According to these news stories, since 2001 Canada has imported nearly 1,000,000 square metres of Chinese wallboard (North Americans call it Gyproc or Drywall). That's enough for 600 complete houses or 2000 apartments. Now some experts are saying that if your home has as few as three panels of that wallboard (one short wall!) your home may be unfit to live in and should be bulldozed. So this problem could affect tens of thousands of homes in Canada.

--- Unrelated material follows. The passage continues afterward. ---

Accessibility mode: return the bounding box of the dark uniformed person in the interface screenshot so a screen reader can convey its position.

Wallboard is supposed to be gypsum (calcium sulphate). In Canada and the US the gypsum is usually from a mine or recycled from old or scrap wallboard. But the Chinese wallboard was made from calcium hydroxide that had already been used to "scrub" the smoke from power stations. Toxic substances removed from the smoke were absorbed by the calcium hydroxide, and are now being released from the wallboard into Canadian homes.

The main toxin is
hydrogen sulphide which causes (here I quote the newspaper) "serious health conditions and illnesses, such as shortness of breath, dizziness, headaches, fatigue, insomnia, eye irritations and respiratory difficulties". Nosebleeds are mentioned elsewhere in the story.

Hydrogen sulphide smells like rotten eggs, but our noses quickly get desensitized to it, so you won't smell it most of the time. But if you smell rotten eggs right after entering a closed building from the fresh air, it's probably there all the time. If you have any of the symptoms above, and they clear up when you go away for a few weeks, that's also a clue. Since hydrogen sulphide corrodes metals, two other good clues are that your silverware tarnishes quickly, and when an electrician checks the wiring behind your switches and outlets it looks blackened and scorched. The news stories recommend that if you suspect this problem is affecting your home, you should call researchers at America Watchdog's Chinese Drywall Complaint Center, 1-866-714-6466 or visit http://homeownersconsumercenter.com/.

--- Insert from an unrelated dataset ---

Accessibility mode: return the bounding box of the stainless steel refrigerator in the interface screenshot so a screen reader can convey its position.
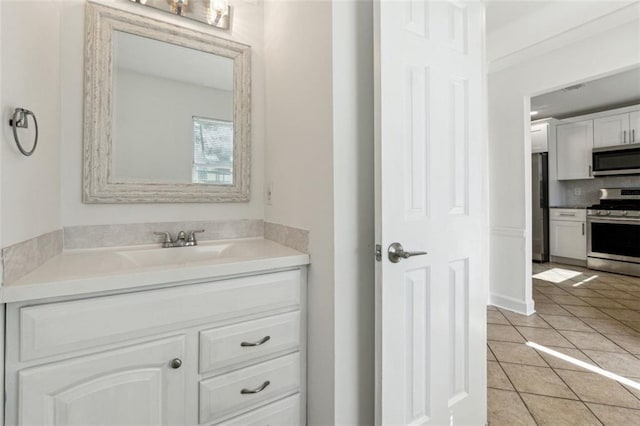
[531,152,549,262]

This case, and all the cases I listed at the start, involved someone cutting costs by replacing a safe but expensive substance with something cheaper that is harmful to our health. These adulterated products are destroying China's reputation, which is unfortunate because the world needs China to succeed. The present political reality there, though not ideal, is better for the average Chinese citizen than any other regime that has prevailed in China during my lifetime; remember the Great Leap Forward (1958-60), the Cultural Revolution (1966-1976), and Tiananmen Square (1989)?

Europe and America also had their era of unregulated trade in dangerously adulterated products, an era that ended only a century ago; let's hope that China catches up fast in this area, for everyone's sake.